I am in Michigan, USA and it has been raining for 3 days. I went ou to check the bees and when I looked into the three windows of the Flow super I saw moisture condensing on the inside. It was also really hard to get the lower tray cover out as it has swelled with the moisture. I am concerned as we are getting into winter and I want to avert a moisture problem. Is this normal? If not, what can I do?
Pretty typical to see condensation on the windows, since it is much warmer inside than out.
The wood swelling might be an issue, just make sure there’s no debris on the edges of the cover or the base where it goes. Assuming the wood is well finished, you could fashion a sort of awning to keep water off or and consider sanding it down if it is too tight when damp.

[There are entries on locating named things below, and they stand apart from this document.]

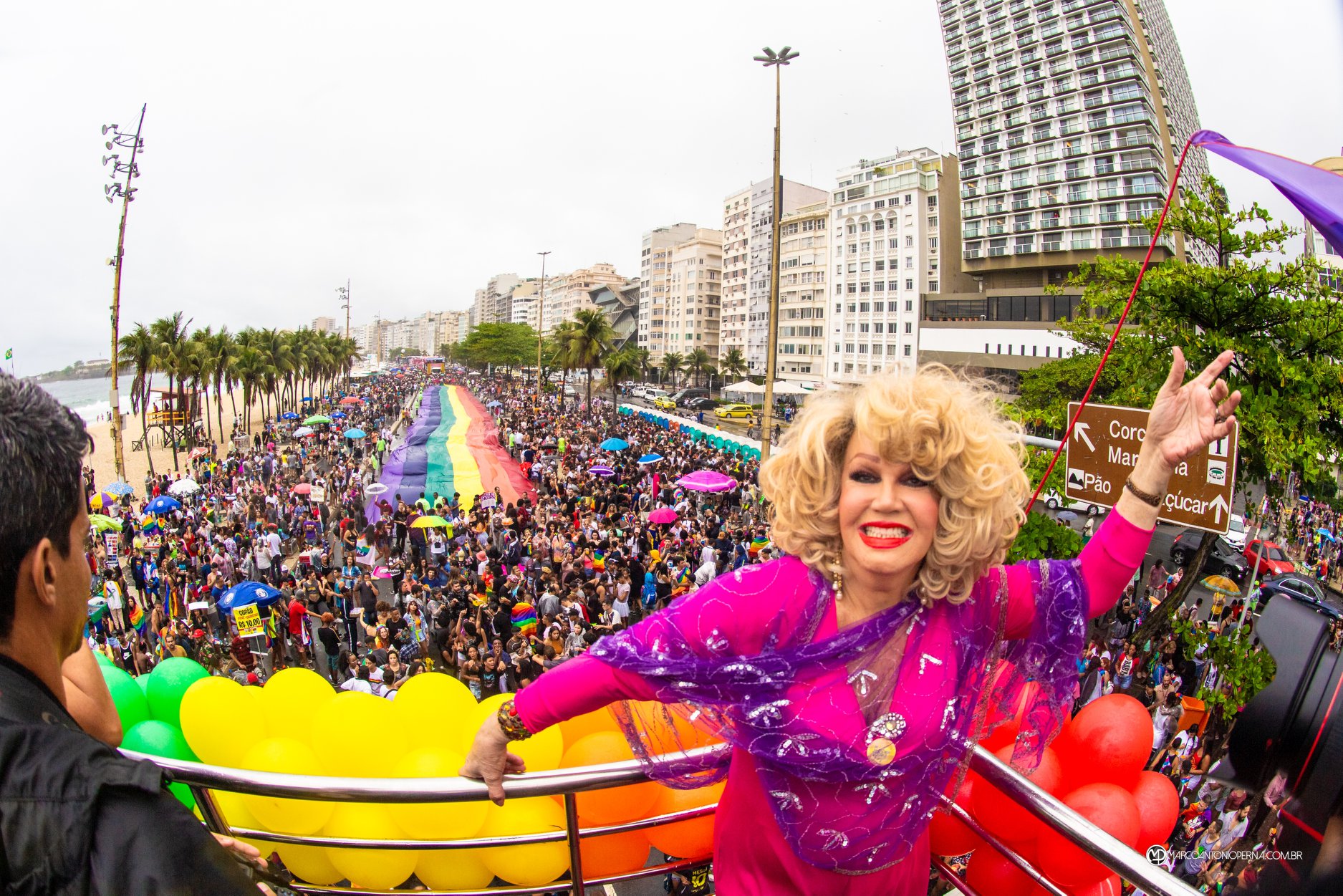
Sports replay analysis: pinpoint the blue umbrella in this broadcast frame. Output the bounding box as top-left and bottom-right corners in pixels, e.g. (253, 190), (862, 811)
(145, 494), (181, 513)
(219, 582), (279, 612)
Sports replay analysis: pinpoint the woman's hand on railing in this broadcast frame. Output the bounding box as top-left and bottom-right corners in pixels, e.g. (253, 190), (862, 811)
(458, 716), (526, 806)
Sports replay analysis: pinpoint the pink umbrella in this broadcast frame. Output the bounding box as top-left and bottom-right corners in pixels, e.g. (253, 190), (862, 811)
(675, 470), (737, 491)
(649, 508), (675, 523)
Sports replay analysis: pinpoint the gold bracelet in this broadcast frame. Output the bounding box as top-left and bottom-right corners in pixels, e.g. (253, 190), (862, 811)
(1124, 477), (1162, 511)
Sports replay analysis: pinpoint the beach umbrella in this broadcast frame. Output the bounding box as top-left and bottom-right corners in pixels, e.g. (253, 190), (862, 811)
(168, 477), (200, 494)
(1199, 575), (1241, 594)
(675, 470), (737, 491)
(219, 582), (279, 612)
(89, 513), (121, 532)
(145, 494), (181, 513)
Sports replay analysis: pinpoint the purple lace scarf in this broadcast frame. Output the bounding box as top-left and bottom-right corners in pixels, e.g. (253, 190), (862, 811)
(589, 559), (1087, 873)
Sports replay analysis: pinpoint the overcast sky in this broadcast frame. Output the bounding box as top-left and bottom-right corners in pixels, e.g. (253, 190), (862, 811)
(0, 0), (1343, 373)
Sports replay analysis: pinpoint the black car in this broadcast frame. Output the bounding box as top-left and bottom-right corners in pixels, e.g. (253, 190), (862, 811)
(1171, 529), (1251, 582)
(1251, 572), (1343, 620)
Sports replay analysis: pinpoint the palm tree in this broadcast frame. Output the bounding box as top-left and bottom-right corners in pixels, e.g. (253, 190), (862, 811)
(662, 352), (685, 388)
(117, 324), (155, 474)
(569, 308), (615, 407)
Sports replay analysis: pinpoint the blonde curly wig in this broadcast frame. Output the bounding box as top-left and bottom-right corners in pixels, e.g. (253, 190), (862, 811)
(760, 364), (1030, 603)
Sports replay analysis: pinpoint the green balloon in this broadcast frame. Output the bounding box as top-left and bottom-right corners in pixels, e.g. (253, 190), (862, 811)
(145, 657), (210, 727)
(98, 663), (149, 731)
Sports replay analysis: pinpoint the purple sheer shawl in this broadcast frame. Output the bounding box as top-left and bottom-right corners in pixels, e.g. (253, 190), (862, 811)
(588, 557), (1087, 873)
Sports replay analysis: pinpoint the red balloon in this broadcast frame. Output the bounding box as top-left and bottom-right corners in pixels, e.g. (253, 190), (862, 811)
(1053, 693), (1152, 790)
(971, 744), (1064, 842)
(1132, 771), (1179, 853)
(1036, 784), (1142, 887)
(928, 775), (984, 856)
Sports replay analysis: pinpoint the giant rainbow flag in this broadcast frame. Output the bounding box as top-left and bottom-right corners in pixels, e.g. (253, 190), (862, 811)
(367, 385), (536, 521)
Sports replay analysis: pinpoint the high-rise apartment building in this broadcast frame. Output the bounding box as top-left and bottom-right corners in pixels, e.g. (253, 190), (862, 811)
(665, 228), (723, 362)
(638, 221), (698, 365)
(718, 178), (829, 375)
(924, 0), (1210, 378)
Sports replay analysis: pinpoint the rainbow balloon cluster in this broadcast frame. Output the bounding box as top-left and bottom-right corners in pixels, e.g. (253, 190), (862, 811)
(105, 663), (721, 890)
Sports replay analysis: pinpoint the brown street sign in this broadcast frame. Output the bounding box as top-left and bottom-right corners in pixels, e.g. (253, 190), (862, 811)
(1064, 402), (1241, 534)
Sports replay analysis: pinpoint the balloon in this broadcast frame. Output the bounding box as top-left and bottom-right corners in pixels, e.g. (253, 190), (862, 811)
(481, 798), (569, 887)
(261, 668), (334, 747)
(560, 731), (661, 825)
(393, 672), (479, 757)
(146, 657), (210, 728)
(98, 663), (149, 731)
(579, 815), (649, 880)
(393, 746), (486, 838)
(1036, 784), (1151, 887)
(556, 709), (620, 750)
(274, 844), (345, 887)
(322, 806), (419, 890)
(413, 849), (494, 890)
(1054, 693), (1152, 790)
(1132, 771), (1179, 853)
(971, 744), (1064, 842)
(241, 738), (332, 838)
(645, 783), (723, 858)
(180, 675), (266, 766)
(928, 775), (987, 856)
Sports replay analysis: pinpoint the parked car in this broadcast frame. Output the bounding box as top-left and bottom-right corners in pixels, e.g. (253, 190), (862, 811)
(1171, 529), (1251, 582)
(713, 405), (755, 419)
(1251, 574), (1343, 620)
(1039, 489), (1102, 516)
(1245, 539), (1296, 575)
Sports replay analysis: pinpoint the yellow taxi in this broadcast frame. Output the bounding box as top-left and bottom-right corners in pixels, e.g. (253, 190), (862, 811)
(713, 405), (755, 419)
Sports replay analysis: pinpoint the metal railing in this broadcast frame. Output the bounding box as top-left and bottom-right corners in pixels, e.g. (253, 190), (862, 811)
(124, 744), (1197, 896)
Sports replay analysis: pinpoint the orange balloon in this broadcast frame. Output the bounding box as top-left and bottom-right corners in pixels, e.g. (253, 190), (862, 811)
(579, 815), (649, 880)
(643, 783), (723, 858)
(560, 731), (658, 825)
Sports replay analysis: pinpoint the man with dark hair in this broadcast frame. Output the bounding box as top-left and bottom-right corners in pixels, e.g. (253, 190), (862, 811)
(0, 373), (269, 896)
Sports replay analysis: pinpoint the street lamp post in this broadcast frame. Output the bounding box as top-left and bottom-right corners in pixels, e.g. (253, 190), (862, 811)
(102, 103), (149, 491)
(755, 47), (801, 463)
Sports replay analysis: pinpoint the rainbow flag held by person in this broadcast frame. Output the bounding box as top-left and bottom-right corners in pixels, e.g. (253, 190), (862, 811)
(511, 600), (536, 638)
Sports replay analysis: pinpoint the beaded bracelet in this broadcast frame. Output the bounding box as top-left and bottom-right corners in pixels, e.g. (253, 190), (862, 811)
(496, 700), (532, 740)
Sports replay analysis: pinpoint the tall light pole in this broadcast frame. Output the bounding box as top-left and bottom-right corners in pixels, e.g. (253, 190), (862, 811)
(755, 47), (801, 463)
(532, 249), (551, 407)
(102, 103), (149, 482)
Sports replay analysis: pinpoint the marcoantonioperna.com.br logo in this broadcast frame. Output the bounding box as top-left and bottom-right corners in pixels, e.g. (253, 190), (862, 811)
(1147, 845), (1304, 865)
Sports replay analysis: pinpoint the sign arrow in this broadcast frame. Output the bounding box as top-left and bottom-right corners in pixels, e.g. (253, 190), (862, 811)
(1073, 420), (1096, 451)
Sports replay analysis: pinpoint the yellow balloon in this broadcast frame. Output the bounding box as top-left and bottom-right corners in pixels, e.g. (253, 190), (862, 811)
(261, 668), (336, 738)
(322, 806), (419, 890)
(181, 675), (267, 769)
(275, 844), (345, 887)
(481, 796), (569, 887)
(393, 672), (479, 756)
(242, 738), (332, 834)
(393, 746), (486, 838)
(415, 849), (494, 890)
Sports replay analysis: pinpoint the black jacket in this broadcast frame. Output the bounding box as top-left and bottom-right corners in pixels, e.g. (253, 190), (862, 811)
(0, 657), (256, 896)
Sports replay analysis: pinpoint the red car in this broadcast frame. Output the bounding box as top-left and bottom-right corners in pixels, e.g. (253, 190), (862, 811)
(1245, 541), (1296, 575)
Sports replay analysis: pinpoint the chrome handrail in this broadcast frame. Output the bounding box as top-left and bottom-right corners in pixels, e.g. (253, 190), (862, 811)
(122, 744), (1198, 896)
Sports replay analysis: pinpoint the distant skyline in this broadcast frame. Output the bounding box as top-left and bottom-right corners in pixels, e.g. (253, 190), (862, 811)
(0, 0), (1343, 375)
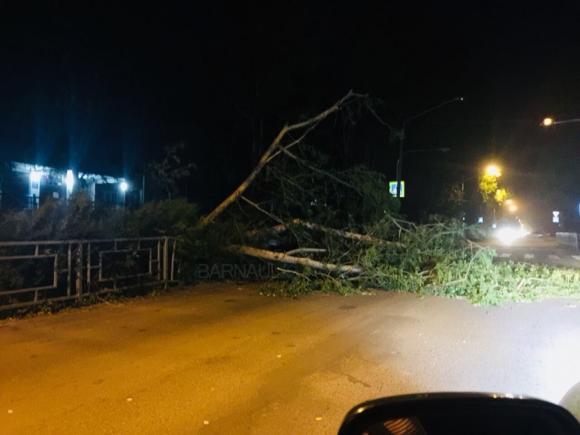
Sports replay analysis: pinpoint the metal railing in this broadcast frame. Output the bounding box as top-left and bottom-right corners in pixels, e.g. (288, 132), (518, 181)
(0, 237), (176, 311)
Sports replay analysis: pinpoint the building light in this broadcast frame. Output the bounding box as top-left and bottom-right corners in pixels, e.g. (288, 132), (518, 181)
(64, 169), (75, 194)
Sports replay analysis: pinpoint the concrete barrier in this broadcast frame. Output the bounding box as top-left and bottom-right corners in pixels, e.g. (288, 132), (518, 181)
(556, 233), (580, 249)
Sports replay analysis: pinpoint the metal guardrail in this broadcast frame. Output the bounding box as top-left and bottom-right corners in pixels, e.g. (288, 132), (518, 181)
(0, 237), (176, 311)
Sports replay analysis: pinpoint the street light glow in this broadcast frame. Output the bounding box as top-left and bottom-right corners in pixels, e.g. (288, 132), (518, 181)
(542, 116), (554, 127)
(29, 171), (42, 183)
(64, 169), (75, 194)
(485, 163), (501, 177)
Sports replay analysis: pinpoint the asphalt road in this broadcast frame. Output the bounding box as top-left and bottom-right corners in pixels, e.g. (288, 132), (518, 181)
(487, 235), (580, 269)
(0, 285), (580, 434)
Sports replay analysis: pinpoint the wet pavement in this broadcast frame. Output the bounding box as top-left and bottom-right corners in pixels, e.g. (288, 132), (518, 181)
(0, 284), (580, 434)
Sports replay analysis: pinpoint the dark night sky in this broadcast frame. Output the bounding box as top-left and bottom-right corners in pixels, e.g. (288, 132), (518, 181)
(0, 1), (580, 220)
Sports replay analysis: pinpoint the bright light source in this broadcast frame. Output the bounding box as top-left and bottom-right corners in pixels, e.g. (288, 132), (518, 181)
(495, 227), (529, 245)
(542, 117), (554, 127)
(485, 163), (501, 177)
(29, 171), (42, 183)
(64, 169), (75, 193)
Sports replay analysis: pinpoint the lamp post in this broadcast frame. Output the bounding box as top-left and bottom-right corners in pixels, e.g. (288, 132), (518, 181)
(391, 97), (463, 198)
(540, 116), (580, 127)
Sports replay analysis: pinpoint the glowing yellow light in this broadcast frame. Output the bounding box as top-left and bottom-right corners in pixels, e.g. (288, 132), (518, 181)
(485, 163), (501, 177)
(542, 117), (554, 127)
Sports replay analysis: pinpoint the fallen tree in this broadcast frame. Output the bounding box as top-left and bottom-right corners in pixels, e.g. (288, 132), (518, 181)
(199, 92), (580, 303)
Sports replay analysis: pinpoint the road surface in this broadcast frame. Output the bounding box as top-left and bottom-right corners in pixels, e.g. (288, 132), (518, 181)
(0, 284), (580, 434)
(486, 235), (580, 269)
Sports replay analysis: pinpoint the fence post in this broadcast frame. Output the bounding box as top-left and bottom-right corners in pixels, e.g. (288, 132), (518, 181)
(75, 242), (83, 299)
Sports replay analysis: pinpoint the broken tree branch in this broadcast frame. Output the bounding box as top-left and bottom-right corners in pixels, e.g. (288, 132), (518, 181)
(285, 248), (326, 255)
(246, 219), (405, 248)
(228, 245), (362, 274)
(240, 195), (284, 224)
(201, 91), (365, 227)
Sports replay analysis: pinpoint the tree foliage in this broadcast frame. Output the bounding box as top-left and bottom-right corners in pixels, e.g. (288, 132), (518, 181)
(149, 142), (195, 199)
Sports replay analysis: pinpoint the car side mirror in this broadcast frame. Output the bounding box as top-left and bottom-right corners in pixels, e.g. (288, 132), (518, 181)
(338, 393), (580, 435)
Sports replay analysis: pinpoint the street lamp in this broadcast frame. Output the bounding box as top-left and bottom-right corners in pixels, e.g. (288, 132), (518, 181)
(485, 163), (501, 177)
(540, 116), (580, 127)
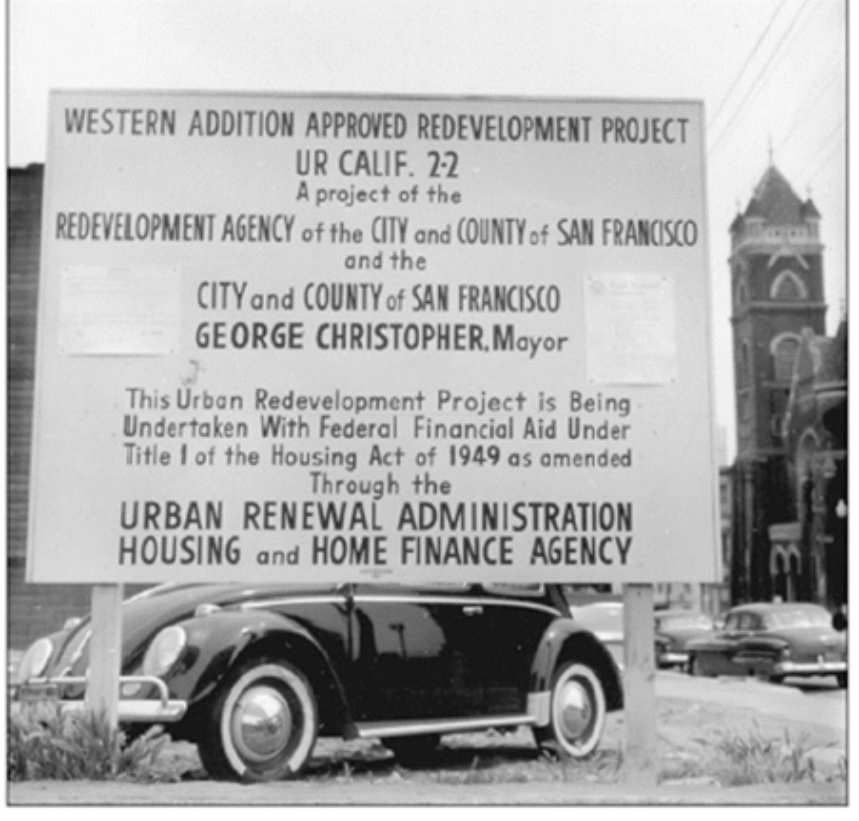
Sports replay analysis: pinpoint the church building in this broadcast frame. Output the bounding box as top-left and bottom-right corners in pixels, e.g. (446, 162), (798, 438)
(729, 164), (846, 603)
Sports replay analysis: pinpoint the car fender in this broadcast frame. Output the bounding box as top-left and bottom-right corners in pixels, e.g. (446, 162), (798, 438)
(530, 618), (623, 710)
(686, 638), (739, 656)
(164, 610), (345, 708)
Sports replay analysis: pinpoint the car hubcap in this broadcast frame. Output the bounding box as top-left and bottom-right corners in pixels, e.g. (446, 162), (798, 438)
(557, 679), (594, 741)
(233, 687), (292, 761)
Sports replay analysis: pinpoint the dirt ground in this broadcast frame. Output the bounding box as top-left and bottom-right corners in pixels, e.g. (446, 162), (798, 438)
(7, 681), (847, 807)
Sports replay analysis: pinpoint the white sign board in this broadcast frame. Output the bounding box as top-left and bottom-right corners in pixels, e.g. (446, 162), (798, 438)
(28, 92), (717, 583)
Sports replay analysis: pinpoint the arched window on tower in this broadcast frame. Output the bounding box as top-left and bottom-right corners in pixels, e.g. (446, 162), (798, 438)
(770, 333), (799, 382)
(770, 270), (808, 302)
(735, 280), (749, 307)
(737, 342), (752, 387)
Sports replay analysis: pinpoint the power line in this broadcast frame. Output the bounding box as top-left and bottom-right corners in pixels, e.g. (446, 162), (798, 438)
(779, 63), (842, 148)
(707, 0), (787, 128)
(707, 0), (811, 154)
(799, 120), (844, 179)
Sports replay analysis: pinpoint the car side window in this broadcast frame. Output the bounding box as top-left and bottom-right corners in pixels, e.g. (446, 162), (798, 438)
(725, 613), (740, 630)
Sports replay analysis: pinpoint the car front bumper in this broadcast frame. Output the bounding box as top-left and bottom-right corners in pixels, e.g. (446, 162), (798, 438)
(772, 661), (847, 676)
(656, 653), (689, 667)
(10, 676), (188, 724)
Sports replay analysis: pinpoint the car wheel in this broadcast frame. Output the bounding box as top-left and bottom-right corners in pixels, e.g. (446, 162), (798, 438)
(534, 662), (606, 758)
(198, 658), (319, 781)
(382, 734), (441, 769)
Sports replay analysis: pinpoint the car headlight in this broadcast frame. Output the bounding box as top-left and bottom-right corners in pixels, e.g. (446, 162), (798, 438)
(143, 624), (188, 676)
(16, 638), (54, 683)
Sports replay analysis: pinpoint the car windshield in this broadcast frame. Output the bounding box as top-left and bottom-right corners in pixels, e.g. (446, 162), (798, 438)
(764, 608), (830, 628)
(659, 613), (713, 630)
(571, 602), (623, 633)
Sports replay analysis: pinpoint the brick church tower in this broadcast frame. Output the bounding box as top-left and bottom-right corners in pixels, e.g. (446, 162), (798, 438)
(729, 164), (826, 603)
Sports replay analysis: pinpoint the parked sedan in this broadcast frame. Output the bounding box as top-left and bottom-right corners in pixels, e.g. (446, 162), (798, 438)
(654, 609), (713, 668)
(11, 584), (623, 781)
(687, 603), (847, 687)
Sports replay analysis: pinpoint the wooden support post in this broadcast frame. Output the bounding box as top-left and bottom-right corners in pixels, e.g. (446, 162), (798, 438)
(86, 584), (123, 729)
(623, 584), (657, 787)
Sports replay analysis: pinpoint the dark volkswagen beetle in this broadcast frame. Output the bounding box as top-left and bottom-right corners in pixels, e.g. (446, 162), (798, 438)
(11, 584), (623, 781)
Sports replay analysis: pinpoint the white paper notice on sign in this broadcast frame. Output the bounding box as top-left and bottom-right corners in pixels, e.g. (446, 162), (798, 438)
(584, 273), (677, 385)
(59, 265), (181, 356)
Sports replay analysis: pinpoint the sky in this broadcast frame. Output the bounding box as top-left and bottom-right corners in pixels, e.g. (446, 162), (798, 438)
(6, 0), (847, 459)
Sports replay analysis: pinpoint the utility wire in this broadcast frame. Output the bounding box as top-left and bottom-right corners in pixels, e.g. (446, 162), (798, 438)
(808, 141), (844, 180)
(707, 0), (787, 128)
(779, 64), (842, 148)
(799, 120), (844, 179)
(707, 0), (811, 155)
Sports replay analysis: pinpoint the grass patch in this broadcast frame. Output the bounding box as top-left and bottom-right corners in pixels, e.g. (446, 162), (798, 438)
(6, 702), (178, 783)
(680, 722), (846, 787)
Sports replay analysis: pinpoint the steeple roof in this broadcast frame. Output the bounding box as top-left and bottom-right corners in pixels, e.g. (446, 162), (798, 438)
(746, 165), (808, 225)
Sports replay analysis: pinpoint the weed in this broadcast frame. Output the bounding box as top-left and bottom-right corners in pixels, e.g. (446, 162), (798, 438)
(6, 702), (178, 782)
(699, 722), (832, 787)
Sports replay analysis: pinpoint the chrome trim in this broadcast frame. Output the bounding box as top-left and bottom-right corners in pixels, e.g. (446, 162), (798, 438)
(12, 676), (188, 722)
(240, 594), (347, 613)
(355, 593), (569, 618)
(773, 661), (847, 676)
(528, 690), (552, 727)
(355, 713), (537, 738)
(656, 653), (689, 664)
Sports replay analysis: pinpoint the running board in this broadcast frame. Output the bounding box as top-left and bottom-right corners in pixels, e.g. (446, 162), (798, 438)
(355, 713), (537, 738)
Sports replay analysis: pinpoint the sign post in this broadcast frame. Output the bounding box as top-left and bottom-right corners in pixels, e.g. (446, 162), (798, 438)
(623, 584), (658, 787)
(86, 584), (123, 729)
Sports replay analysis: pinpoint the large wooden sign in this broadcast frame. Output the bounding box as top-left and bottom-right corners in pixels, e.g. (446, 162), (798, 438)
(28, 92), (718, 583)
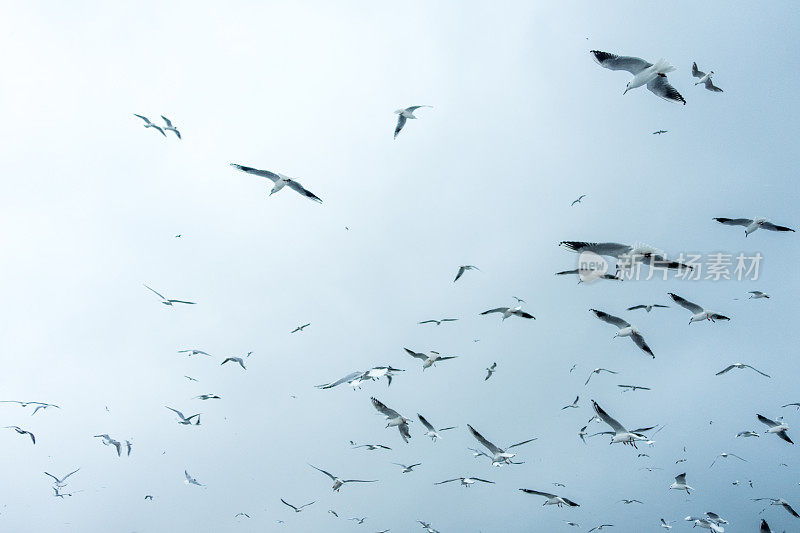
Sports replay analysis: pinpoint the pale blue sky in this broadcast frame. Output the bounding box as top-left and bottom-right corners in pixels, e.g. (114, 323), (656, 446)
(0, 1), (800, 533)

You probably ought to have the Flow super off the hive by now. If you haven’t already, I would make some plans for insulating the hive and perhaps building a moisture quilt.
But for sure, the bees luck can change rapidly this time of year, especially if there’s a lot of rain or unusually cold temperatures.
It is possible to have a second harvest around now, but I aim for finishing that before mid-Sept give or take, and capped or not. (I have yet to find large amounts of unripe honey/nectar even when uncapped - @Dawn_SD pointed out in another post that bees don’t always bother capping when they know they’ll need it soon). Plus, I have a medium box on top - since mid spring - that helps draw air up & away from the Flow frames, which helps dry what’s in there.
My Flows are off after a nice (smaller) second harvest, but there’s still some good forage around. The later the forage, the less appealing I find the resulting honey flavor to be. Also, the later stuff tends to crystallize more readily - another reason I want to leave it for the bees, because it’s so suitable for wintering feed & a bit of moisture control.